No passado tínhamos um conceito tradicional sobre isso: pensávamos que o Senhor Jesus derramara todo o Seu sangue antes de morrer. Porém, pela descrição atenta de João, que presenciou os fatos de perto, notamos que primeiro houve a morte do Senhor; depois, o derramamento de sangue e água. Na morte do Senhor, nosso velho homem foi crucificado, ou seja, a fonte dos nossos problemas, que é a vida da alma, foi crucificada para dar lugar ao novo homem (Rm 6:6). O problema dos pecados foi resolvido somente depois, pelo derramamento do sangue. O mesmo ocorreu com a geração da igreja, que veio do fluir da vida, ou seja, da água vertida do lado do Senhor.

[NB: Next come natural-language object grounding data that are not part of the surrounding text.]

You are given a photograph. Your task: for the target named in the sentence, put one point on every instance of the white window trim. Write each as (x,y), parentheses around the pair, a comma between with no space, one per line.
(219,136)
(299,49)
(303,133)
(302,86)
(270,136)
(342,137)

Assim, vemos que, na crucificação e na morte do Senhor, a prioridade foi eliminar a vida da alma. Conforme o Evangelho de João, a primeira eficácia da crucificação é eliminar o nosso ego. Também é importante a solução dos problemas dos pecados, mas isso aconteceu depois. Pelos escritos de João, registrados muitos anos após os acontecimentos, o Espírito fez lembrar a intenção de Deus implícita na ordem desses fatos e nos revelou essa palavra (Jo 14:26). Logo, aos olhos de Deus, os problemas causados pela vida da alma são mais graves que os problemas oriundos dos pecados.
O apóstolo João foi útil à obra de Deus no final de sua vida, porque na juventude acompanhou o Senhor Jesus de perto, e, na maturidade, o Espírito lhe revelou muitas coisas acerca do plano de Deus. Durante os vinte anos do exílio de João, ele recebeu revelação por parte do Espírito Santo, sendo lembrado de todas as palavras que o Senhor Jesus havia dito. Depois de sua libertação, João foi enviado para a igreja em Éfeso, a quem prestou grande ajuda por ministrar aos irmãos Espírito e vida.
O Espírito Santo utilizou João de uma maneira nova, não só em seu serviço à igreja em Éfeso, mas também por meio de seu evangelho e epístolas. Devemos dar especial atenção às palavras registradas por João, pois, por meio delas, o Espírito também deseja nos falar.